Jim looked out at the road for a second. “When I started training to be a wrestler I was in a class of, like, twenty. By the time Dale finished his prelim stuff, by the time he got in the ring, we were down to about ten. When we graduated there were four of us. Me, Dale, Russ, and this kid Mya.”
“Mya?”
Yeah, short for ‘Jeremiah,’ it turns out. Kid was from the country somewhere, and I guess that’s where he headed back to.”
“Where’s Russ?”
Jim shook his head. “No idea, man. Probably working on his degree again, gettin’ an internship or something.”
“Not wrestling?”
>
“No.

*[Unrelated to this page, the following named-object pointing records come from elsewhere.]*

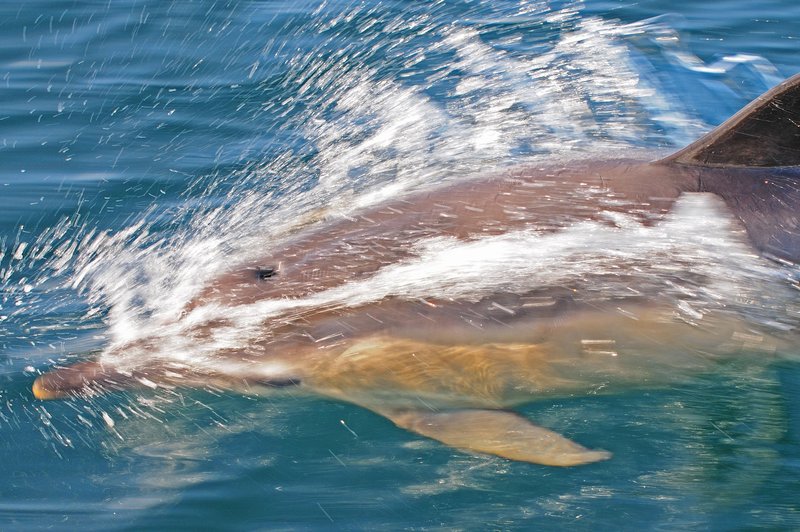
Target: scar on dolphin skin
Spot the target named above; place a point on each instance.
(452, 368)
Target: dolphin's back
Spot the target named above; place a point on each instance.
(765, 133)
(752, 161)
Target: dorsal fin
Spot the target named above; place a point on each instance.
(765, 133)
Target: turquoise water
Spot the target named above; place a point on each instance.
(145, 145)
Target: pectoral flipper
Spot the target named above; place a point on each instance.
(497, 432)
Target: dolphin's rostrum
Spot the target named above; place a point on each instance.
(447, 361)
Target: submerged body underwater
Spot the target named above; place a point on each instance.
(146, 159)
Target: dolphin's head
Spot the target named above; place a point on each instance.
(84, 378)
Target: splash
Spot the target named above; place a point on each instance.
(360, 103)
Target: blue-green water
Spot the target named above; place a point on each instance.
(144, 145)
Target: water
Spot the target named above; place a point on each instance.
(145, 146)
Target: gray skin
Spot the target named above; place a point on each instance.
(448, 368)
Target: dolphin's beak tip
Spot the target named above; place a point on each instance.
(40, 392)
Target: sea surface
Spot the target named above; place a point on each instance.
(146, 146)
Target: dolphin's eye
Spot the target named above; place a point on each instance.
(265, 272)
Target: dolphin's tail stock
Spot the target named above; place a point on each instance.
(752, 161)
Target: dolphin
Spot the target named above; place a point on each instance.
(430, 309)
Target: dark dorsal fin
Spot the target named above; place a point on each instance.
(765, 133)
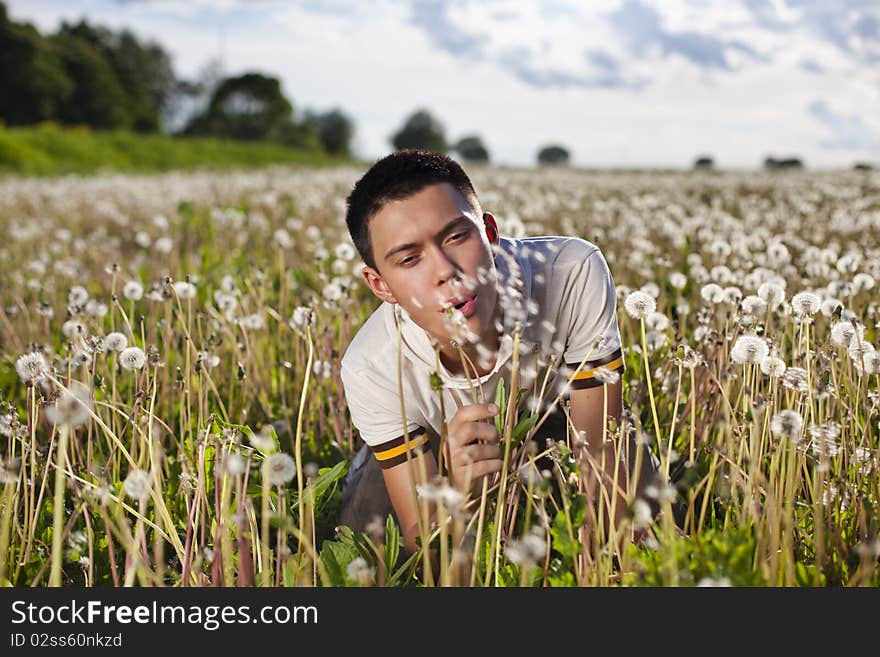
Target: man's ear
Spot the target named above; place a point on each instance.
(491, 228)
(377, 284)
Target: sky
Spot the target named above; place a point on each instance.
(624, 83)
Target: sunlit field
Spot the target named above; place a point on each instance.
(171, 412)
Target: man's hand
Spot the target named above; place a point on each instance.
(472, 446)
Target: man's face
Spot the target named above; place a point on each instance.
(431, 251)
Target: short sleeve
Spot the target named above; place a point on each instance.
(375, 411)
(590, 292)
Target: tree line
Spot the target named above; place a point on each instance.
(89, 75)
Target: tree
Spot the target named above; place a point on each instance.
(33, 81)
(471, 148)
(334, 130)
(553, 154)
(421, 130)
(143, 71)
(98, 99)
(704, 162)
(249, 106)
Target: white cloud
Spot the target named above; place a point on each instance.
(623, 83)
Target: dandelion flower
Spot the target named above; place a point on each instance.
(712, 293)
(639, 304)
(73, 406)
(137, 484)
(132, 358)
(133, 290)
(773, 366)
(842, 333)
(32, 367)
(77, 296)
(749, 349)
(115, 341)
(184, 290)
(787, 424)
(677, 280)
(772, 293)
(805, 303)
(279, 468)
(795, 378)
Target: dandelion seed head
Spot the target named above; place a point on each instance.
(132, 358)
(787, 424)
(279, 468)
(749, 349)
(137, 484)
(773, 366)
(639, 304)
(72, 407)
(32, 368)
(772, 293)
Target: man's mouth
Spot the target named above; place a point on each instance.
(465, 305)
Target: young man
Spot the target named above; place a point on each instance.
(454, 294)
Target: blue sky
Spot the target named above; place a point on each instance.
(622, 83)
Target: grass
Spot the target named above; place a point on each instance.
(174, 476)
(50, 150)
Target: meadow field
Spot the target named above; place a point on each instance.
(171, 412)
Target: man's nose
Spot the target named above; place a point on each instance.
(444, 268)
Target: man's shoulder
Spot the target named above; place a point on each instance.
(371, 344)
(559, 250)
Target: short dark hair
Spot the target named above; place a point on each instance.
(394, 177)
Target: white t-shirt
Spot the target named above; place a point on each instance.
(562, 292)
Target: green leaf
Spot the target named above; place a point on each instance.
(501, 403)
(392, 543)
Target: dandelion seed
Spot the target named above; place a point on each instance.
(164, 245)
(642, 515)
(73, 407)
(712, 293)
(772, 293)
(132, 358)
(795, 378)
(656, 321)
(344, 251)
(32, 368)
(859, 348)
(137, 485)
(862, 281)
(639, 304)
(133, 290)
(753, 305)
(773, 366)
(234, 464)
(264, 440)
(77, 297)
(184, 290)
(279, 468)
(72, 328)
(805, 304)
(332, 292)
(677, 280)
(842, 333)
(283, 238)
(749, 349)
(787, 424)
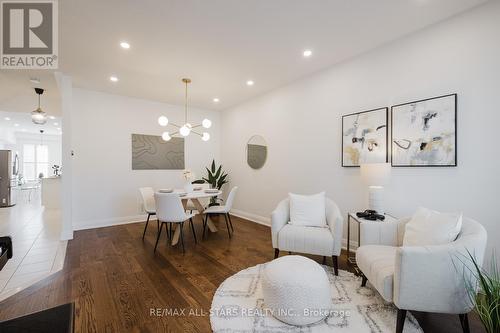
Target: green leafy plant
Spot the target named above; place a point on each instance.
(216, 177)
(484, 291)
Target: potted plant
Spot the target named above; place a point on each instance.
(484, 291)
(216, 177)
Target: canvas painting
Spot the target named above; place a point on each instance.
(424, 132)
(364, 137)
(151, 152)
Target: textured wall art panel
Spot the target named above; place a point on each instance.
(424, 132)
(364, 137)
(151, 152)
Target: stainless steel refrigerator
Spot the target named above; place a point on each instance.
(9, 169)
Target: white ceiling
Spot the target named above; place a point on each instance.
(18, 94)
(20, 122)
(220, 44)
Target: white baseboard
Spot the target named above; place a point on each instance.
(251, 217)
(353, 245)
(92, 224)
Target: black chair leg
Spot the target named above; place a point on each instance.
(181, 225)
(205, 221)
(146, 226)
(230, 222)
(363, 281)
(335, 265)
(400, 321)
(227, 226)
(194, 232)
(464, 321)
(158, 237)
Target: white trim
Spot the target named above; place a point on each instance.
(251, 217)
(93, 224)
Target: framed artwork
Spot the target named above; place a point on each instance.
(151, 152)
(424, 133)
(365, 137)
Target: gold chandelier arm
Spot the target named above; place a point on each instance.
(197, 133)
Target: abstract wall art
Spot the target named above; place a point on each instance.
(151, 152)
(364, 137)
(424, 133)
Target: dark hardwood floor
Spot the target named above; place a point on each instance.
(116, 280)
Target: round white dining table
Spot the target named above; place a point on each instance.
(194, 196)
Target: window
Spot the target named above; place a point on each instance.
(35, 161)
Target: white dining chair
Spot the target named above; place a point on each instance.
(169, 211)
(221, 210)
(148, 203)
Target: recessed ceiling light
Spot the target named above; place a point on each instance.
(307, 53)
(125, 45)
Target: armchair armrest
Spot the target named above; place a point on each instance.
(431, 279)
(336, 224)
(279, 218)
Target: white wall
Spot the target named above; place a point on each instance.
(302, 125)
(104, 186)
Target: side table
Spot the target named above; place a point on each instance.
(351, 259)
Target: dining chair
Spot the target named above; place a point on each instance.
(148, 203)
(170, 211)
(221, 210)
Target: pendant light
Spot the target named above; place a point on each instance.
(38, 116)
(185, 129)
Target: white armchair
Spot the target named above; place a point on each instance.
(420, 278)
(312, 240)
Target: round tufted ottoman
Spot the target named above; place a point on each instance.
(296, 290)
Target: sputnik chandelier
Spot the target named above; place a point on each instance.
(187, 128)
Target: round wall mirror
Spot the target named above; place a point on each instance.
(256, 152)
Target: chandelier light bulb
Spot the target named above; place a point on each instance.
(207, 123)
(163, 121)
(185, 130)
(166, 136)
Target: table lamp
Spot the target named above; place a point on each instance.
(375, 176)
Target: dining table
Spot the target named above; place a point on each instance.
(195, 197)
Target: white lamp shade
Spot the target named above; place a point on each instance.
(375, 174)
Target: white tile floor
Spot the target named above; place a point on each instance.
(37, 250)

Doing something smart.”
12:42 am
“I don’t really watch wrestling.”
“I noticed.”
“So how do you know when you got a really good match? Like what’s the best match you ever had?”
Jim moved in the chair. It wasn’t out of discomfort, but Josh imagined a kindergarten teacher gathering the students on the rug for storytime. “I haven’t really had any great matches to speak of. I’m just too new.” He looked out the windshield.

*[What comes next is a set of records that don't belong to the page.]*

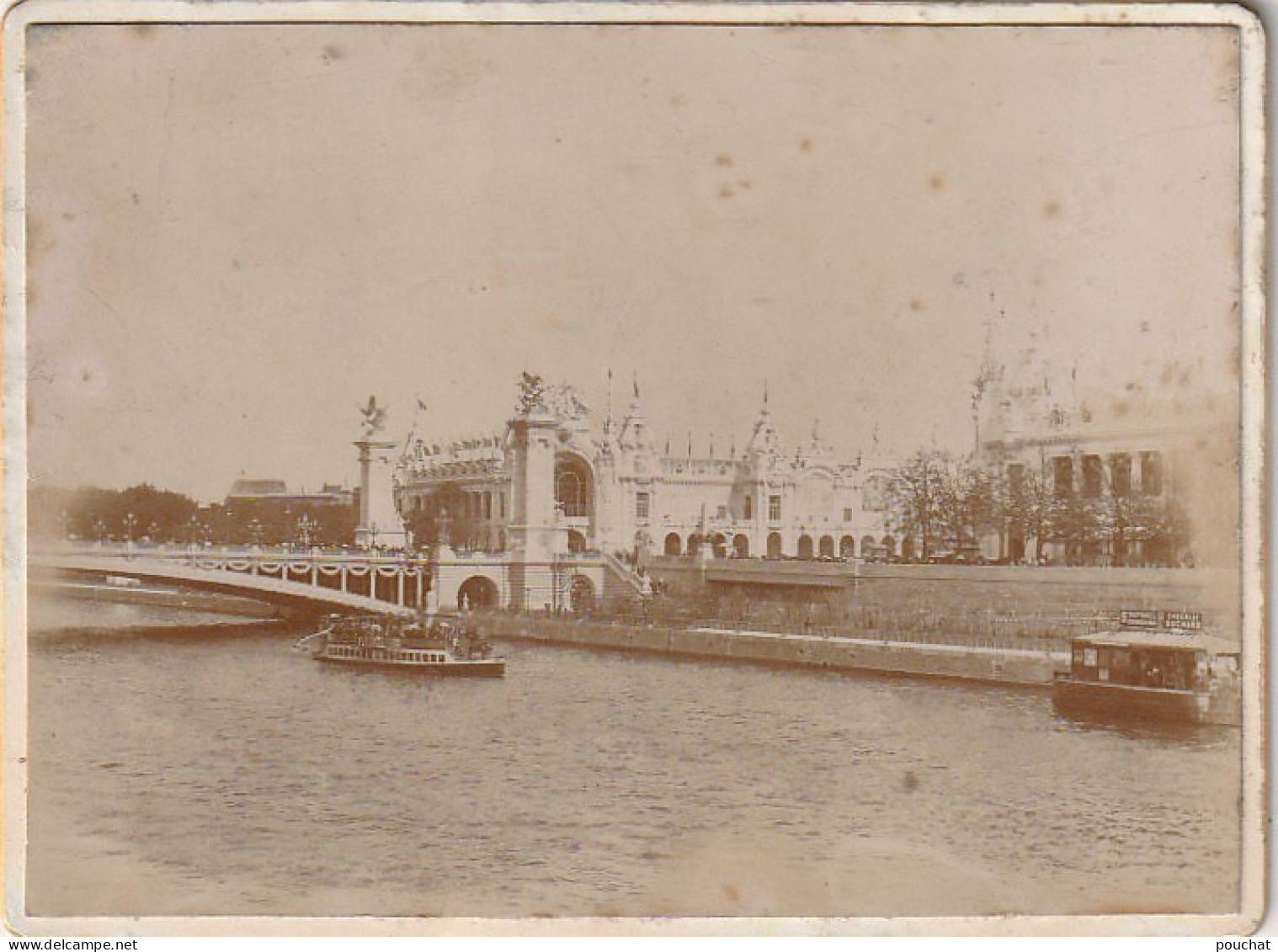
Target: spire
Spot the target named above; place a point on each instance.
(607, 419)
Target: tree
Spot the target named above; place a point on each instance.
(920, 498)
(1030, 512)
(974, 503)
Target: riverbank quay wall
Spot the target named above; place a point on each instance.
(892, 658)
(986, 602)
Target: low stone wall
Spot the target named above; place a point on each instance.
(972, 601)
(972, 663)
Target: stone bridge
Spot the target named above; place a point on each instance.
(353, 580)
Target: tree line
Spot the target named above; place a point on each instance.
(944, 506)
(147, 514)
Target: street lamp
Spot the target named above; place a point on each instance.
(306, 527)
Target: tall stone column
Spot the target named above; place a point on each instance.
(380, 523)
(535, 535)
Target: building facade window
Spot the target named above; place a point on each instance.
(1016, 477)
(1120, 468)
(1152, 473)
(1062, 474)
(1093, 477)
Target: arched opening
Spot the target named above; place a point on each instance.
(572, 486)
(477, 593)
(580, 594)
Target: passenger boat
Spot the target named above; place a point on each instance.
(446, 646)
(1150, 670)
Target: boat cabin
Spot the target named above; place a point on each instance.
(1176, 660)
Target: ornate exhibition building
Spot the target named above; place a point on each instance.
(559, 481)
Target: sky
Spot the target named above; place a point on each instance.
(239, 233)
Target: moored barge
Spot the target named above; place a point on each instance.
(1153, 667)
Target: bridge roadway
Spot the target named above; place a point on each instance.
(299, 579)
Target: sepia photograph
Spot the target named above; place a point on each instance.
(548, 468)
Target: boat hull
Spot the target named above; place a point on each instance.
(483, 667)
(1103, 700)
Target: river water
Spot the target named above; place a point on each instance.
(220, 771)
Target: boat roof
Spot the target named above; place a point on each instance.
(1171, 639)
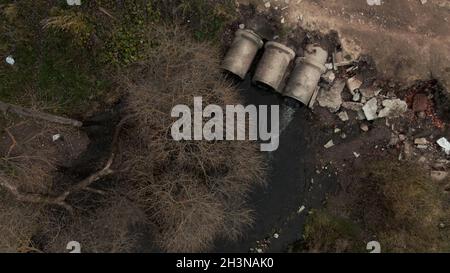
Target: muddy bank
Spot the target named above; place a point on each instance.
(295, 182)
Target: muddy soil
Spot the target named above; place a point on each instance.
(408, 40)
(295, 183)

“Yeah, but, I mean,” rearview mirror, “I’ve been drawing and writing comics for, like six years and–”
“That long?”
“Yeah.”
Jim made a sound half-exhaling and half-whistling.

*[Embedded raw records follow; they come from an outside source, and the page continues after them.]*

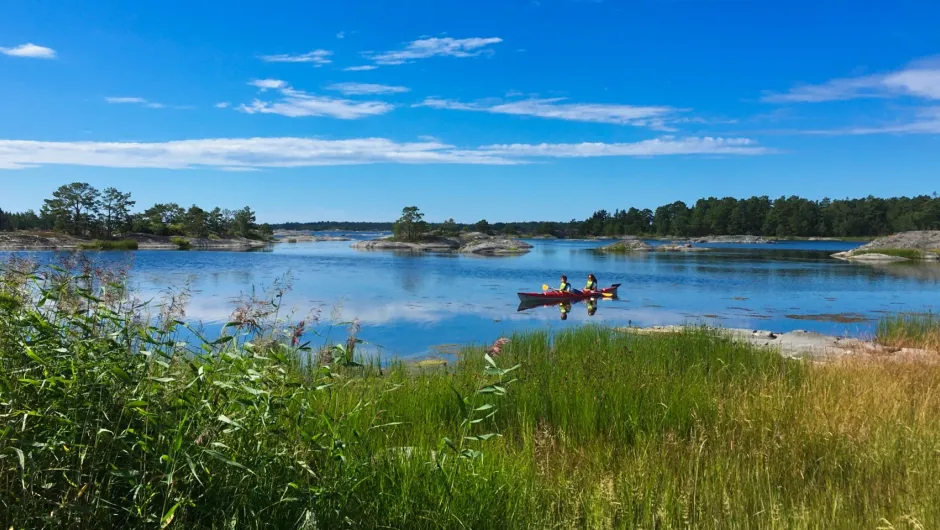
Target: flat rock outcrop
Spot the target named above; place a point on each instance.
(904, 246)
(472, 243)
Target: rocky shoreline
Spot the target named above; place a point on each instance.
(638, 245)
(56, 241)
(471, 243)
(805, 344)
(905, 246)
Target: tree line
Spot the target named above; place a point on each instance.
(784, 217)
(758, 216)
(82, 210)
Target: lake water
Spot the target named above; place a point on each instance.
(411, 305)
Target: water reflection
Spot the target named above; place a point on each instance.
(408, 302)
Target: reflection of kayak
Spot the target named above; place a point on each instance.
(556, 296)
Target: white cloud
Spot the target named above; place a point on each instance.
(265, 84)
(920, 80)
(239, 154)
(436, 46)
(317, 57)
(126, 100)
(926, 121)
(295, 103)
(643, 116)
(360, 89)
(666, 145)
(29, 50)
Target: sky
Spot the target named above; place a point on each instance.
(506, 110)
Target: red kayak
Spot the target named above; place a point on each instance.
(557, 296)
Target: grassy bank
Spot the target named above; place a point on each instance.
(107, 420)
(100, 244)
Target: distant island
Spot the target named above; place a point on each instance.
(79, 216)
(758, 217)
(105, 218)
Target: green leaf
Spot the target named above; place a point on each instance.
(21, 457)
(222, 458)
(460, 402)
(167, 518)
(192, 467)
(482, 437)
(122, 375)
(32, 355)
(225, 419)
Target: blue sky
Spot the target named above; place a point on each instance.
(505, 110)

Josh smiled on his left side so Jim couldn’t see it. “And I look back there’s stuff that I know is better. Even if it’s not great, it was the best thing I’d done.”
“Right.”
“So what about that?”
“Hm. I was in Eerie, PA, right? And I was fighting Jumbo Jenko, and he’s the biggest guy I ever fought too. He’s just this three-hundred-fifty pound fat guy and we’re talking about the match beforehand. So, it’s tough to fight a big guy like that because I’m big too. If he was fighting a little guy or if I was fighting a huge guy it’s a David and Goliath fight, but he’s bigger than me, but not big enough for it to really work. There’s not a lot of story here. There’s no feud. There’s no real, uh, visual element. It’s just veteran against rookie.”
“Right.”
“So we talk about what we want to do. He asks me at the end if I’ve got any ideas.” Jim shifted back into the story, miming his thought process. “I look at him, and I go ‘I think I can spinebust you.’”
“What’s that?”
Basically he comes off the ropes towards me. I crouch, wrap my arms around his legs, stand up lifting him, and then just fall forward…” Jim mimed the narration as best he could in the car, “...boom, plant his back in the mat.” He smiled. “And Jumbo goes ‘I like it. Do it.’ And I’m sitting there like ‘are you serious,’ and he loves it. We go over it a little bit and we do it out there.” Back to miming. “So I’m exhausted and I’m mounting my comeback. I rock him with some punches. Boom. Off the ropes. Down. Lift him up, spinebuster straight into the canvas. Crowd goes apeshit.”